Вулли приводит слова одного хеттского закона: «И если рабу случится разгневать своего хозяина, пусть его либо убьют, либо изуродуют ему нос, глаза или уши.» Подобные увечья были излюбленной формой наказания. Сравнив эти законы с благопристойными и человечными обычаями современных примитивных народов, мы поймем, как угнетающий культ власти привносил в людские нравы ту степень свирепости и низости, которые были неведомы более ранним племенным группам, где если кто-то и наносил телесные увечья, то только себе — и, главным образом, из магических соображений.
Даже в сравнительно мягком кодексе Хаммурапи[45] дозволялось систематически наказывать пытками или постоянно калечить тела людей, хотя подобная практика была совершенно чужда архаическим малым общинам до наступления железного века. Эти садистские методы, применявшиеся в равной степени и в воспитании, оставили след, который лишь недавно удалось изгладить. В шумерских школах, как рассказывает Крамер, привычной фигурой был чиновник с кнутом для поддержания порядка; а древнеегипетский глагол «учить» означал также «наказывать». Собственно, последнее словоупотребление сохранилось и до наших дней: так, родители, наказывая ребенка, нередко приговаривали: «Я тебя научу, как надо себя вести!» (пока не возобладал принцип «вседозволенности» с его садизмом навыворот, метнувшийся в противоположную крайность и обращающий наказание на всех кого угодно, кроме ребенка).

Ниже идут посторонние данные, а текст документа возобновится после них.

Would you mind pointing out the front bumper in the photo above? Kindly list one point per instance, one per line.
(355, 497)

Помимо убийства и изнасилования, самые страшные преступления, наказываемые цивилизованными властями, восходят вспять к «непростительному греху» — неподчинению суверену. Принуждение — вплоть до убийства — было царской формулой, позволявшей утверждать власть, обеспечивать послушание и взимать добычу, дань и налоги. По существу, всякое царское правление было правлением террора. С расширением царской власти этот подспудный террор сделался неотъемлемой частью новой техники и новой экономики изобилия. Иными словами, скрытая сторона прекрасного сна представляла собой кошмар, который цивилизация до сих пор так и не сумела окончательно стряхнуть с себя.